It
was Monday, the morning of September 25th. We got the
dingy loaded on deck and all of our stuff stowed away, and with a
good weather window predicted. We sailed out of the pass by the
village in Makemo, as the tide turned to go out, around 2pm. Kind of
easy to see the pass, it is the opening where there are no trees.
You can see the light house and school on the right side of the
photo.
With
beautiful sailing conditions we were underway for the four days it
would take us to sail to Fatu Hiva, the most Southern of the
Marquesas islands.
The
view from the cockpit after exiting the pass. You can see Makemo on
the chart plotter.
The
next day at sea the skies were quite clear with not many clouds.
Winds were 10 to 15 knots and the seas were low. Perfect sailing
weather in the South Pacific Ocean! On Wednesday we sighted Napuka,
one of the Ilse du Disappointment. The wind shifted a bit and we were
able to sail right between the two islands of Napuka and Tepoto.
I
climbed the mast pulpit to get a better view, to make sure there were
no visible dangers in the water.
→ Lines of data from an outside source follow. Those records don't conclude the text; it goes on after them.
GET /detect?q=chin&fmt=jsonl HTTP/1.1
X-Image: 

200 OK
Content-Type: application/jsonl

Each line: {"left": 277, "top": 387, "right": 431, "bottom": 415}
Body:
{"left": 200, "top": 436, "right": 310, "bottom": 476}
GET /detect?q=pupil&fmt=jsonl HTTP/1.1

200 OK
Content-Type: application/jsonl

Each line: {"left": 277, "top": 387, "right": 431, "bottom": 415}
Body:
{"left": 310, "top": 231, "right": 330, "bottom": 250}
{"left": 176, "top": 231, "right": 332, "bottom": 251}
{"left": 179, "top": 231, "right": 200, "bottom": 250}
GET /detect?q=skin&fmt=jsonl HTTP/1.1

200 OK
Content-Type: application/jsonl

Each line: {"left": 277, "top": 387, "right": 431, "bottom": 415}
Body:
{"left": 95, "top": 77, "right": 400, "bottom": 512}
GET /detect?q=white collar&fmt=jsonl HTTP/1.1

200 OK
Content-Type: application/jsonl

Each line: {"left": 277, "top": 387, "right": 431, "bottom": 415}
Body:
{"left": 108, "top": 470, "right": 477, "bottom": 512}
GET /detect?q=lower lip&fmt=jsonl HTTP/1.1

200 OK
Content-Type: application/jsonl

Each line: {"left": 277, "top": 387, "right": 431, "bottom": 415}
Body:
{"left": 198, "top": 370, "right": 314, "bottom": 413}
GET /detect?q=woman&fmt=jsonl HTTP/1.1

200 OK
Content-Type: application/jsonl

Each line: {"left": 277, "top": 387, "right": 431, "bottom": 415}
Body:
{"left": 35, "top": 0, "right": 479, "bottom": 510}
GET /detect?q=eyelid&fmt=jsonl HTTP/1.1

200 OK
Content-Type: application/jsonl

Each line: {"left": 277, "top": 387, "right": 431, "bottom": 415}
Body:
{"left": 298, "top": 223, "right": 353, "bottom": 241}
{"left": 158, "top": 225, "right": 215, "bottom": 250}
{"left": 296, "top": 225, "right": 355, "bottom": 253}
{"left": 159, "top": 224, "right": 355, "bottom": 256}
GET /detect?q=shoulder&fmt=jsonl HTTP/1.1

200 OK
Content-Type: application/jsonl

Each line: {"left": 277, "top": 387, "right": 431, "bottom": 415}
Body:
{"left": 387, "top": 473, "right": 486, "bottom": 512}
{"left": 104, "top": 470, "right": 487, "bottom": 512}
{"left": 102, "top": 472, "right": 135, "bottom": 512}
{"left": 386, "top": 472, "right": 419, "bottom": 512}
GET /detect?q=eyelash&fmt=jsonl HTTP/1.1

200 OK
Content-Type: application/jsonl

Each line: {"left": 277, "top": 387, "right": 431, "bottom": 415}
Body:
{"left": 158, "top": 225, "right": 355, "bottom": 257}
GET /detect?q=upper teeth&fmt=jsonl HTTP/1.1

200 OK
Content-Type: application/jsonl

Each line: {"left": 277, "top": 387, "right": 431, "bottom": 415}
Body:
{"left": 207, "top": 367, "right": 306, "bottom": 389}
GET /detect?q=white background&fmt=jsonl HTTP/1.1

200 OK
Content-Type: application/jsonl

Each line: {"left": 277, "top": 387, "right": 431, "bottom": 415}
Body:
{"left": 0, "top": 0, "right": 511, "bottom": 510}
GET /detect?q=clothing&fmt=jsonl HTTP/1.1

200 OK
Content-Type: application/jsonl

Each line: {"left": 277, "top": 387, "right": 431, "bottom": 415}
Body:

Mike sneakaly took this shot of my bum ;-)
The
view from up here is quite spectacular! But be sure to hold on!!
Hanging
on to the shrouds and balancing on a ss rail. I am wearing one of
the lycra outfits we had made by Katia in La Paz. At sea they are
incredibly comfortable and keep the sun off my arms and back.
Very
few people come this way, but there is an airport, a village, a
church and a landing dock for supply ship tenders, in open ocean.
These islands do not have any access to the inner lagoons.
As
we got closer I noticed through the binoculars a cell phone tower.
So I decided to try my internet antenna from the local cell phone
company, Vini. Lo and behold here 1/2 mile off the island I got
internet!! Blew my mind!
The
closer we got the better we could see the church and the landing
buildings.
I
wondered why they were named Disappointment islands and found out via
my friend Linda on Jacaranda. First discovered in 1520 by Ferdinand Magellan. He named them this because he was disappointed to find
no fresh water. Later in 1765 Explorer John Byron was also disappointed
to find the natives were not very friendly. But they sure weren't
disappointing to us! Some thing to look at on our passage, as well
as internet in the middle of the ocean!! These low atolls of the
Tuamotu Island group come up on you fast and leave you fast and you
can't see them more than about 5 miles away.
Looking
like a fire over the horizon, the sun set on our third day at sea in
a blaze of glory!
The
next morning we had squalls all around us. As the early dawn I
thought I saw something break the surface of the sea.
Dolphins!!
They
were playing in the swells that were getting bigger now, jumping and
having a good time.
They
stayed with us for quite a while as dawn was approaching.
Surfing!
Squall
glowing in the rising sun behind us.
Finally
the sun is back above the horizon.
Always
remember, rain squalls plus sun equals rainbows!!
Approximately
40 miles away, we spot Fatu Hiva. Not sure if that was rain drops or
spray on the dodger windows.
The
wind now is picking up and we had 20 plus knots for the last 6 hours
of the passage. Glad we left when we did so we did not have this
for the whole trip!!The island is getting bigger and bigger as we
approach. We are not in the Tuamotus any more Toto!! These are big
tall mountainous islands!
Avatar
with a bone in her teeth and the spray goes flying. We are trying to
make it there before sunset.
Starting
to see some detail in the hills now.
Fatu
Hiva is a beautiful, welcoming sight.
We
are racing the sun now, but think it will be dark by the time we
arrive. The hills turn red as the sun is getting low.
She
glows in the setting sun.
The
hills here are emerald green, just as I remembered.
We
are aiming for the Bay of Virgins, which is behind to the left of the
redish colored ridge coming in from the right and the lower ridge
coming towards us from the high mountains on the left.
The
radar shows us were we are going, about 8 miles away. And the fish
finder is showing some strange warm spots in the depth of the abyssal
bottom only 4 miles from the closest shore. But the temp is warm
enough to make you want to go swimming!
The
sun drops behind a big swell and we are left in the darkness to feel
our way into the bay using radar.
We
were scouted by two boobie birds who kept circling around the boat.
As
we got near the point the water came up to about 200 feet, but then
suddenly dropped away to the abyss again.
We
had no problem finding our way into the bay with advice from fellow
cruisers on the SSB radio, Pacific Magellan net and using the radar.
Once the anchor was down it was time to get a full nights sleep after
4 days of sailing. Possibly the most amazing thing about the trip
was that we never had to tack! Sailed upwind on a close reach on a
starboard tack all the way, just over 400 miles!!